|
|
|
|
|
by ninkendo
1637 days ago
|
|
One pedantic qualification: any byte except 0x2f (`/`) or 0x00. This actually rules out nearly any non-UTF8 character set (besides ASCII.) Quote from Linus, which reminds me of Henry Ford’s “you can have any color you want, so long as it’s black”: > And that one true format is UTF-8. End of story. If you try to talk to the
kernel in UCS-2 or anything else, you _will_ fail. https://lore.kernel.org/all/Pine.LNX.4.58.0402141827200.1402... |
|
It doesn't--pretty much any character set that has seen widespread use in the past few decades would be compatible. Any single-byte charsets that are ASCII compatible (such as most Windows CP* sets or the entire ISO-8859-* suite) would work.

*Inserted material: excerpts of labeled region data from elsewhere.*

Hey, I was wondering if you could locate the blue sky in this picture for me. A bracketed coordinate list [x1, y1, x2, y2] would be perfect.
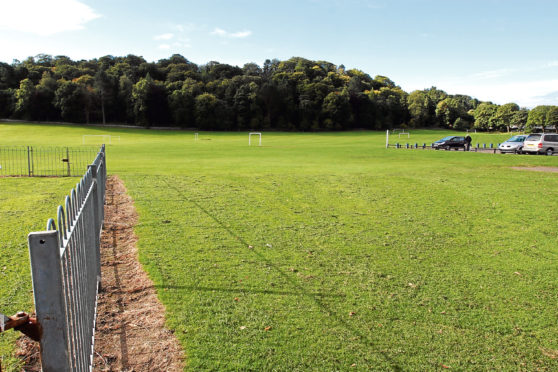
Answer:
[0, 0, 558, 107]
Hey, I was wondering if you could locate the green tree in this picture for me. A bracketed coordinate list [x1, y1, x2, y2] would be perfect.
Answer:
[493, 103, 519, 132]
[54, 80, 87, 123]
[195, 93, 219, 130]
[472, 102, 498, 130]
[15, 79, 35, 120]
[510, 108, 529, 129]
[322, 89, 352, 130]
[407, 90, 434, 128]
[169, 78, 203, 128]
[132, 74, 169, 127]
[34, 72, 60, 120]
[525, 105, 550, 132]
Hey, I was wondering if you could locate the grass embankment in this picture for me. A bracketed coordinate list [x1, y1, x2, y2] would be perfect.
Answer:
[0, 125, 558, 370]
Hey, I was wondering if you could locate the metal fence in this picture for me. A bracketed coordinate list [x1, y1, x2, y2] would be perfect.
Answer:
[0, 146, 98, 177]
[29, 146, 106, 372]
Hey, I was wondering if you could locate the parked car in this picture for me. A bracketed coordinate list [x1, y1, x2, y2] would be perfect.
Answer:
[522, 133, 558, 155]
[432, 136, 465, 150]
[498, 135, 527, 154]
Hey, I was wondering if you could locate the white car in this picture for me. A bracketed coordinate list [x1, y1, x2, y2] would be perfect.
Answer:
[498, 135, 527, 154]
[523, 133, 558, 155]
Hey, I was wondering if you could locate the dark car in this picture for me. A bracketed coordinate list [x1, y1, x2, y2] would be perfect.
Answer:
[432, 136, 465, 150]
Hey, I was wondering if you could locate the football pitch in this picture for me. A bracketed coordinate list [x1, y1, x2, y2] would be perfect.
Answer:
[0, 124, 558, 371]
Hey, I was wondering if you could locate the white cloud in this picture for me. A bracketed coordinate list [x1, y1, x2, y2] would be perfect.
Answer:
[0, 0, 101, 36]
[437, 79, 558, 108]
[153, 32, 174, 40]
[211, 27, 252, 39]
[470, 68, 517, 80]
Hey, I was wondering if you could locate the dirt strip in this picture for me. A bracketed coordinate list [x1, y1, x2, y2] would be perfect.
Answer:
[94, 176, 184, 371]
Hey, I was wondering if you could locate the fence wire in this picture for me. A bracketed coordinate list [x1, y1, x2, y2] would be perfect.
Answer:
[29, 146, 106, 372]
[0, 146, 98, 177]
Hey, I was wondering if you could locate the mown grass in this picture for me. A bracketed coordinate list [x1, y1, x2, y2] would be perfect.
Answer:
[0, 125, 558, 371]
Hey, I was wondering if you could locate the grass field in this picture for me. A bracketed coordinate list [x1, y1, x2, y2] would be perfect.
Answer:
[0, 124, 558, 371]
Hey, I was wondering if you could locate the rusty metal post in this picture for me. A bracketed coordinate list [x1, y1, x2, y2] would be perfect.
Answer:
[88, 164, 102, 290]
[66, 147, 72, 177]
[28, 230, 70, 372]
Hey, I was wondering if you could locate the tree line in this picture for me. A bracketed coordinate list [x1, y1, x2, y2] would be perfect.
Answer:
[0, 54, 558, 131]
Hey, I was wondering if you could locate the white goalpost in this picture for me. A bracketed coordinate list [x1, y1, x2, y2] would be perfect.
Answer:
[81, 134, 120, 145]
[248, 132, 262, 146]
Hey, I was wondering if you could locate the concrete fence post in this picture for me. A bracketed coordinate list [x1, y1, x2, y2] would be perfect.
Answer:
[28, 230, 70, 372]
[88, 164, 102, 285]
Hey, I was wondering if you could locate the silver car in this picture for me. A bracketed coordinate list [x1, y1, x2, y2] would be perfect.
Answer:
[498, 135, 527, 154]
[523, 133, 558, 155]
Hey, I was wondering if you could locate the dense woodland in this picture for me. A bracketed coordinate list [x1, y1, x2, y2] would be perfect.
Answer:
[0, 54, 558, 131]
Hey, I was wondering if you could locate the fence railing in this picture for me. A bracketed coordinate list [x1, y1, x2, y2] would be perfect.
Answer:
[29, 146, 106, 372]
[0, 146, 98, 177]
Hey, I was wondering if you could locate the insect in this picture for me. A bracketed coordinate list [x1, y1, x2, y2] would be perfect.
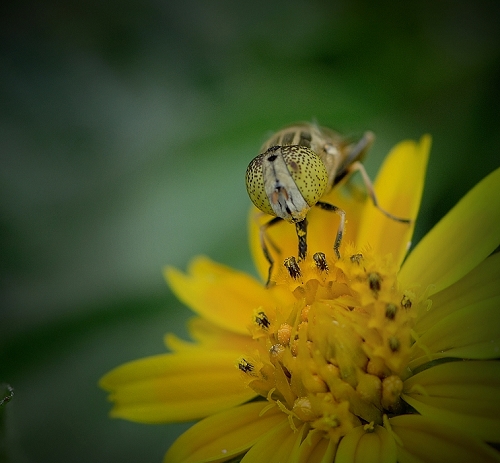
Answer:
[246, 122, 411, 284]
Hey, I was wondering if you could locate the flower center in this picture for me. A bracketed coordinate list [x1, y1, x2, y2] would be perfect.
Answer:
[238, 248, 416, 440]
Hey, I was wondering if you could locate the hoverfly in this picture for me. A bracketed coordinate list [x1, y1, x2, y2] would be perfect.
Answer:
[246, 122, 411, 284]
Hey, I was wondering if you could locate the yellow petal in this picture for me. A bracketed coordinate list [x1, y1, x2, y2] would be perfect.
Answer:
[403, 361, 500, 442]
[389, 415, 500, 463]
[357, 135, 431, 265]
[289, 432, 337, 463]
[411, 296, 500, 366]
[164, 402, 290, 463]
[335, 426, 396, 463]
[241, 419, 305, 463]
[100, 348, 255, 423]
[415, 253, 500, 333]
[400, 168, 500, 293]
[165, 257, 292, 334]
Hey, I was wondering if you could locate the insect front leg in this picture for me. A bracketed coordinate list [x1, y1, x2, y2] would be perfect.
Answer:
[349, 162, 412, 223]
[259, 217, 283, 286]
[316, 201, 345, 259]
[295, 219, 307, 261]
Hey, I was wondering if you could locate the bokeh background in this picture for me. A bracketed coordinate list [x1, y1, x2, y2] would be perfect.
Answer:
[0, 0, 500, 463]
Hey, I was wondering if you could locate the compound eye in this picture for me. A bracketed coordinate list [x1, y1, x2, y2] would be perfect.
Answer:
[246, 145, 328, 222]
[245, 152, 276, 215]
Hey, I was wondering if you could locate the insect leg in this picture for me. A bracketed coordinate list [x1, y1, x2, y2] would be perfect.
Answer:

Most Asiatic charsets (e.g., EUC-JP, Shift-JIS, Big5, GBK) that use variable-width encodings follow the rule that characters in the 0x00-0x7f range are ASCII and subsequent characters in the 0x40-0xff range, and so are themselves compatible as well.
So actually the list of notable incompatible charsets is easier to write out: UTF-16, UTF-32, EBCDIC, and ISO-2022-* charsets (which are mode-switching).